The annual Gold subscription is the natural pick for a typical residential household — a permanent home address, a settled viewing routine, family members sharing the same five-screen cap. The two-year Diamond subscription is best reserved for households that have already used the service for at least one full term and are confident they want to lock in the lowest per-month rate available on the cheap-iptv.tv catalogue.
Switching, upgrading and sharing the subscription
Mid-term plan changes are handled by the support team rather than through a self-service dashboard. The reason is straightforward: the support agent can calculate the unused value remaining on your current plan and apply it directly against the new plan in one step, which is faster and cleaner than asking a customer to navigate a portal. Upgrading from Bronze to Gold mid-term, for example, credits the unused months of the Bronze plan against the Gold purchase.
Every subscription supports five simultaneous screens on a single login, which means a typical household does not need multiple subscriptions for different family members. Parents, children and housemates each stream different channels in parallel without interrupting one another. The fifth screen is included by default, not gated behind a premium tier — the same five-screen cap applies whether the plan is Bronze or Diamond. For households that want more than five screens, the support team on the contact page can talk through second-subscription options.
The credentials themselves are portable across devices.

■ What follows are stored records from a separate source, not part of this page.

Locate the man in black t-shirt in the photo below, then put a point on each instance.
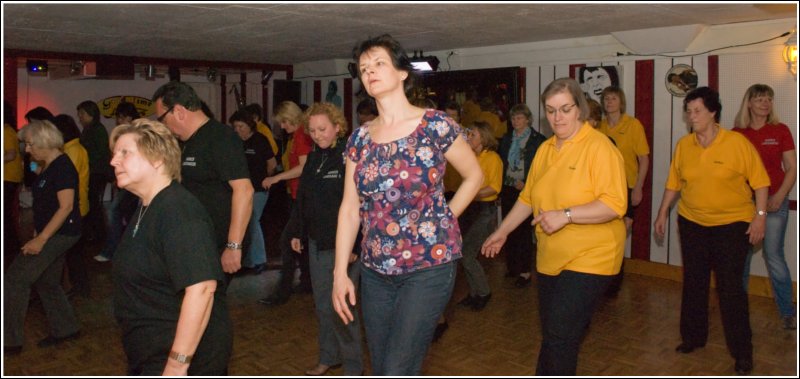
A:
(213, 167)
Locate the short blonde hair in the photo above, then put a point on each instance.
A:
(155, 142)
(288, 111)
(43, 135)
(334, 114)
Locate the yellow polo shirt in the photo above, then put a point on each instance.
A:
(80, 158)
(264, 129)
(492, 168)
(12, 170)
(586, 168)
(631, 142)
(716, 183)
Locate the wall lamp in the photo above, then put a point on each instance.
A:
(790, 53)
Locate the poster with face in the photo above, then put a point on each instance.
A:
(595, 79)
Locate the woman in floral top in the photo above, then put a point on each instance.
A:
(411, 237)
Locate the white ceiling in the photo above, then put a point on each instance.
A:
(293, 33)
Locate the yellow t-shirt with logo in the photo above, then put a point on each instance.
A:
(586, 168)
(716, 182)
(631, 142)
(80, 159)
(12, 170)
(492, 168)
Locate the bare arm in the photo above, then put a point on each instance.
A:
(636, 194)
(241, 209)
(491, 247)
(292, 173)
(198, 300)
(759, 223)
(594, 212)
(463, 160)
(65, 205)
(789, 167)
(346, 231)
(660, 225)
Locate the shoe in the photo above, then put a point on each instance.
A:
(522, 282)
(101, 258)
(440, 329)
(479, 302)
(11, 350)
(51, 340)
(467, 301)
(789, 322)
(686, 348)
(743, 366)
(274, 300)
(320, 369)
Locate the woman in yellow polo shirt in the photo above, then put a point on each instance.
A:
(480, 217)
(576, 191)
(715, 171)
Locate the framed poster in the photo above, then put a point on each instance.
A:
(680, 79)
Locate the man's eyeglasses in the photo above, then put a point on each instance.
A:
(161, 118)
(564, 109)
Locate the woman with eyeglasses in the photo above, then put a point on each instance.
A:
(577, 194)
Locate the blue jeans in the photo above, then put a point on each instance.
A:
(400, 315)
(338, 343)
(256, 252)
(567, 302)
(779, 275)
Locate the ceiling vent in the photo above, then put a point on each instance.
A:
(670, 39)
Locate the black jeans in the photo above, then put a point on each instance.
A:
(722, 249)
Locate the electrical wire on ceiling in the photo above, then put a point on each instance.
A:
(704, 52)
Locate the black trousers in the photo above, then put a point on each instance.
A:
(722, 249)
(519, 247)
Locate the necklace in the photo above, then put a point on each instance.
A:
(139, 219)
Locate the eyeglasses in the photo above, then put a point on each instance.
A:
(565, 109)
(161, 118)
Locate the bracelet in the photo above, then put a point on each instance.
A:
(233, 245)
(181, 358)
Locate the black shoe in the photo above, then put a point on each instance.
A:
(51, 340)
(11, 350)
(479, 302)
(274, 300)
(686, 348)
(743, 366)
(467, 301)
(522, 282)
(440, 329)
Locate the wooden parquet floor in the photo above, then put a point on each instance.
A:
(633, 334)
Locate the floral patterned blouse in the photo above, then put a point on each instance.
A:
(405, 221)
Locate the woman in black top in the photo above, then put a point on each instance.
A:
(167, 274)
(57, 226)
(315, 217)
(261, 163)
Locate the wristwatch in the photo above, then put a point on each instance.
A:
(233, 245)
(181, 358)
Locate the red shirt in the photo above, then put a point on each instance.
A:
(771, 141)
(301, 146)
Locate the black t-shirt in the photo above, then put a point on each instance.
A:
(168, 249)
(257, 151)
(58, 176)
(211, 157)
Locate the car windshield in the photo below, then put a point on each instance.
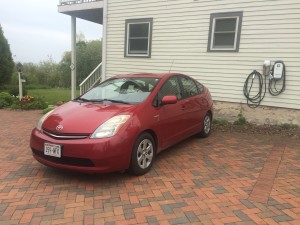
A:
(132, 90)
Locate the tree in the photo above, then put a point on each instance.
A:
(6, 61)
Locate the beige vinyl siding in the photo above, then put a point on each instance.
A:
(270, 30)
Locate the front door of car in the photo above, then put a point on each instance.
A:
(171, 122)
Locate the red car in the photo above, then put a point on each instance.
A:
(123, 123)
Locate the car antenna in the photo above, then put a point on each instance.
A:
(171, 66)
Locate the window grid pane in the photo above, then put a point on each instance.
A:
(138, 38)
(224, 33)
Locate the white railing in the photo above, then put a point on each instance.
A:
(70, 2)
(91, 80)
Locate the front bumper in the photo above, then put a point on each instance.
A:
(85, 155)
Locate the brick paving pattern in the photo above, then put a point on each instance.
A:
(224, 179)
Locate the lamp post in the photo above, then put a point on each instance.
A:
(20, 68)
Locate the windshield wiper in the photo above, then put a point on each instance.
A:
(82, 99)
(109, 100)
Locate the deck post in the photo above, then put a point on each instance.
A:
(73, 57)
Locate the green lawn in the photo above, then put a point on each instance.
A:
(52, 96)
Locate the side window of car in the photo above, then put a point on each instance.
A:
(189, 87)
(200, 87)
(170, 87)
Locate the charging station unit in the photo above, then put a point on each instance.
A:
(276, 74)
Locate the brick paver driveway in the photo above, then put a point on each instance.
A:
(224, 179)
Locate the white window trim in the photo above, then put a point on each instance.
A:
(127, 40)
(237, 36)
(213, 33)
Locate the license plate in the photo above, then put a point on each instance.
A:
(52, 150)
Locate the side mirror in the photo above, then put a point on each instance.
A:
(171, 99)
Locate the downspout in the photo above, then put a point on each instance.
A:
(104, 30)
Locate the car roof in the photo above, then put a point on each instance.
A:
(150, 75)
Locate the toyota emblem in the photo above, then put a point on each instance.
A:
(59, 128)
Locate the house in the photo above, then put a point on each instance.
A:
(217, 42)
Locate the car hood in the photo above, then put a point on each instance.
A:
(83, 118)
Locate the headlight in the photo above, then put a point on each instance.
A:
(41, 121)
(110, 127)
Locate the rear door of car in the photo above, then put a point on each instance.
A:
(192, 106)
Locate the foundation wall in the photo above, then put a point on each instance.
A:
(259, 116)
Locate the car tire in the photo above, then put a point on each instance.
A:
(143, 155)
(206, 126)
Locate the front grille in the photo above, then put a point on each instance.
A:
(64, 136)
(65, 160)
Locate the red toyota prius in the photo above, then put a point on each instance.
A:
(123, 123)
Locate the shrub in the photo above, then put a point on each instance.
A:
(14, 90)
(240, 121)
(6, 100)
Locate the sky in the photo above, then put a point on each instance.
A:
(36, 31)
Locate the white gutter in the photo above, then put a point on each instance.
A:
(105, 4)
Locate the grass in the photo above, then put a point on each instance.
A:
(53, 95)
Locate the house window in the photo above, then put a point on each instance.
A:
(225, 31)
(138, 37)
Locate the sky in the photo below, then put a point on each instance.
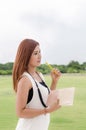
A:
(58, 25)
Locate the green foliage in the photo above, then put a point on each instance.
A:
(65, 118)
(72, 67)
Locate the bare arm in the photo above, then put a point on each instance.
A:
(22, 111)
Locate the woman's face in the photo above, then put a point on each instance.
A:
(35, 59)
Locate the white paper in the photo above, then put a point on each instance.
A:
(66, 96)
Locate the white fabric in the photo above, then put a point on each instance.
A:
(40, 122)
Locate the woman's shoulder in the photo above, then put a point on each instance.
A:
(24, 82)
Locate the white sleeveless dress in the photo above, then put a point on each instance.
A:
(39, 122)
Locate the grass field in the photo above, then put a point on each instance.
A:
(66, 118)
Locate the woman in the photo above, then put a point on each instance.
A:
(31, 90)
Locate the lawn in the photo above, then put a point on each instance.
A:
(66, 118)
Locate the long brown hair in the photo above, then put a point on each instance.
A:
(23, 55)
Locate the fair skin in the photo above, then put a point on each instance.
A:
(25, 85)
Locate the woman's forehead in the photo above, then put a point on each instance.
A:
(37, 48)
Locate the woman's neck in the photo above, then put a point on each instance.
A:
(32, 70)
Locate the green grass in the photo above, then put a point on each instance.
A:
(66, 118)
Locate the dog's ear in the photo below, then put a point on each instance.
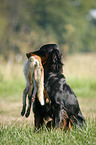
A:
(56, 56)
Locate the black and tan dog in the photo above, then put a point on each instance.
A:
(61, 95)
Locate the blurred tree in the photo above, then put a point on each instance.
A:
(26, 25)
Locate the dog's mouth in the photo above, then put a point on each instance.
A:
(43, 58)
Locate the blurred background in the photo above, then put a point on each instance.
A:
(26, 25)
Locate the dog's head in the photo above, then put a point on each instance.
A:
(51, 57)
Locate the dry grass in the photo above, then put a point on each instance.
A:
(12, 81)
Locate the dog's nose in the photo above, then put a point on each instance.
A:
(27, 54)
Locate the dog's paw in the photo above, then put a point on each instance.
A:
(22, 112)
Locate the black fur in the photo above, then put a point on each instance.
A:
(61, 95)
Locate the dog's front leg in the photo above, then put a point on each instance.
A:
(25, 92)
(57, 116)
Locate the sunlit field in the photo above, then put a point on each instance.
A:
(80, 73)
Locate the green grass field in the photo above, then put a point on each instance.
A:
(80, 73)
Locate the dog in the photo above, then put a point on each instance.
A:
(61, 95)
(34, 75)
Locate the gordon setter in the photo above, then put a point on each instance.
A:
(61, 95)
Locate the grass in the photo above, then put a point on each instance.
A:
(15, 129)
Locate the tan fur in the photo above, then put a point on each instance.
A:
(34, 75)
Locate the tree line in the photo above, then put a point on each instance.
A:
(26, 25)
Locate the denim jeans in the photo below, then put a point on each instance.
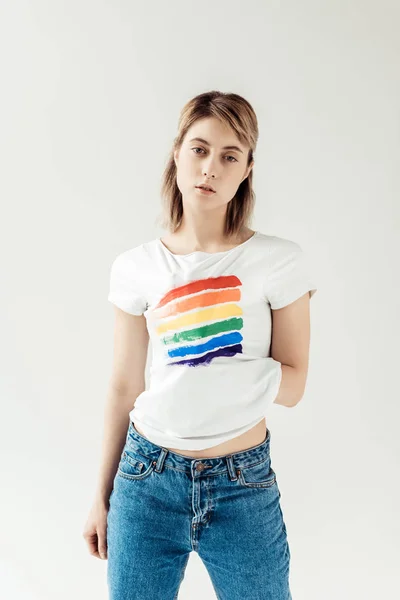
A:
(164, 506)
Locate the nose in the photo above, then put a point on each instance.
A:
(209, 167)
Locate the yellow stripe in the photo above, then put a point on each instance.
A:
(209, 314)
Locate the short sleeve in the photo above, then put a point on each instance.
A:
(288, 277)
(124, 288)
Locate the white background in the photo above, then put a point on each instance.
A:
(90, 98)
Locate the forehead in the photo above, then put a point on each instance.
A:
(215, 132)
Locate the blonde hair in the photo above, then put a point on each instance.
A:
(236, 112)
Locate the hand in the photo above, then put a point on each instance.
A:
(95, 531)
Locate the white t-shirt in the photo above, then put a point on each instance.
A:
(209, 321)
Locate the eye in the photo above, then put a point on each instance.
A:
(232, 157)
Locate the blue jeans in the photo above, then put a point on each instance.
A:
(227, 509)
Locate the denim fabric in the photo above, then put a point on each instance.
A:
(227, 509)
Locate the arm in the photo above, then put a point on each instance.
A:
(127, 382)
(290, 346)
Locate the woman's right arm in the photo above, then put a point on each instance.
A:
(127, 382)
(131, 341)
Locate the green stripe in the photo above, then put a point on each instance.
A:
(205, 331)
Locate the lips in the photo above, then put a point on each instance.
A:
(205, 187)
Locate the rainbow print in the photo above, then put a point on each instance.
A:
(201, 320)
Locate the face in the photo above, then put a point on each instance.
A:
(200, 162)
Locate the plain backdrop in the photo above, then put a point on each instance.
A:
(90, 97)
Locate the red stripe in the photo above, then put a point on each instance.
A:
(198, 286)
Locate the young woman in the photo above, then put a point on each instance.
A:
(186, 463)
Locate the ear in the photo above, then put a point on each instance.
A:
(248, 170)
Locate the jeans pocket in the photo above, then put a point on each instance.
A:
(259, 475)
(133, 465)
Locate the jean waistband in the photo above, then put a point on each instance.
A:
(233, 461)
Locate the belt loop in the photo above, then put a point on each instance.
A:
(161, 459)
(231, 467)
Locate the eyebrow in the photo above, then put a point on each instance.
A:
(224, 148)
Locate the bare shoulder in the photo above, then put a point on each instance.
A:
(290, 342)
(130, 345)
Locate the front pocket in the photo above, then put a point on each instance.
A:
(258, 475)
(132, 466)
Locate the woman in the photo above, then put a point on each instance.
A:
(186, 463)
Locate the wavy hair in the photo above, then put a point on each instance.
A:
(236, 112)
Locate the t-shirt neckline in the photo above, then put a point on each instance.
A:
(201, 252)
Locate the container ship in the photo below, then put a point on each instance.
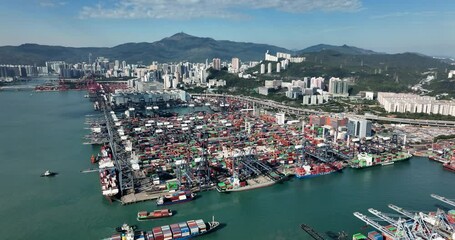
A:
(175, 197)
(449, 166)
(105, 160)
(364, 160)
(314, 170)
(183, 230)
(109, 185)
(144, 215)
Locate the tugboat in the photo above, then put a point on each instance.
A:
(175, 197)
(144, 215)
(48, 173)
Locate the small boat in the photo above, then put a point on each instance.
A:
(175, 197)
(48, 173)
(386, 163)
(182, 230)
(144, 215)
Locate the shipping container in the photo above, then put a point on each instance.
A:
(150, 235)
(358, 236)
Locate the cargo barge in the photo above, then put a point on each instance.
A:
(364, 160)
(177, 231)
(235, 185)
(145, 215)
(175, 197)
(314, 170)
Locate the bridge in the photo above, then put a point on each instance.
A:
(263, 103)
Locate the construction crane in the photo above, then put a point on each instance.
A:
(376, 225)
(443, 199)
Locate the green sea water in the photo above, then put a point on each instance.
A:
(40, 131)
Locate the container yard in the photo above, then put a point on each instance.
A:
(439, 224)
(161, 146)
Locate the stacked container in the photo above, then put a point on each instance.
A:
(375, 236)
(201, 225)
(184, 228)
(176, 232)
(193, 227)
(358, 236)
(158, 233)
(166, 232)
(150, 235)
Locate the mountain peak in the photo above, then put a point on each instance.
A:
(180, 36)
(345, 49)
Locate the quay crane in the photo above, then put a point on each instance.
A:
(443, 199)
(428, 227)
(378, 226)
(401, 225)
(421, 227)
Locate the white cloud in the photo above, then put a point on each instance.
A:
(405, 14)
(50, 3)
(189, 9)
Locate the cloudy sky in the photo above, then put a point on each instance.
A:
(425, 26)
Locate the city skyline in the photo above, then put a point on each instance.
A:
(388, 26)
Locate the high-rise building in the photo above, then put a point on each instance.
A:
(167, 81)
(216, 64)
(338, 87)
(280, 118)
(359, 128)
(235, 65)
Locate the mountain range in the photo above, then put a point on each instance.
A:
(178, 47)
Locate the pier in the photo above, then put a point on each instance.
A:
(236, 148)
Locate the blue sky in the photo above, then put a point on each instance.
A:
(392, 26)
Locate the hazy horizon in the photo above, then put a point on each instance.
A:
(387, 26)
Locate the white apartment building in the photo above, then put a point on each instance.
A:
(402, 102)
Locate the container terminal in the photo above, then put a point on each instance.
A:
(406, 224)
(223, 143)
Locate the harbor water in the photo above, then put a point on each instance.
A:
(45, 130)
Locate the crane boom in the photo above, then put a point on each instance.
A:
(443, 199)
(375, 225)
(399, 224)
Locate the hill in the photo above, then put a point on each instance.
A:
(345, 49)
(179, 47)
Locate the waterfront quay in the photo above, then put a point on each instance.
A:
(229, 145)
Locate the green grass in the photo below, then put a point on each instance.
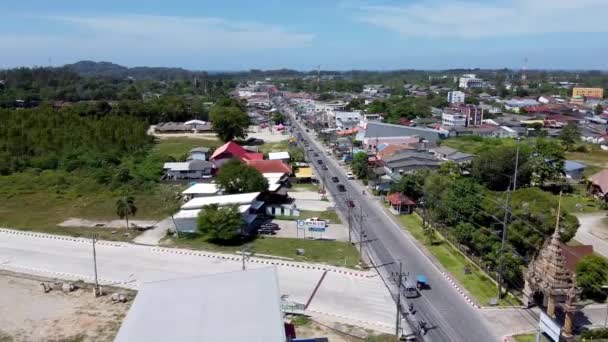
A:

A login that was first activated on an Amazon Fire Stick can be moved to a Smart TV, a tablet or a tvOS Devices set-up in a few seconds — no transfer fee, no support ticket needed. The five-screen cap counts concurrent active streams rather than registered devices, so a household can install the player app on a dozen devices and only the five currently playing count against the limit. The practical upshot: the subscription follows the household, not a specific TV. Moving house, switching from a rented flat to a permanent home, or running the same login across a primary residence and a holiday let does not require any administrative overhead — the new device pulls the credentials and starts streaming immediately.
Built-in parental controls travel with the subscription too. A PIN can be set against any age-rated category, locking it on devices used by children without affecting the adult logins on the same account. That means a single household subscription can serve children watching a kids' channel in one room and adults watching a film in another, without any per-profile configuration overhead.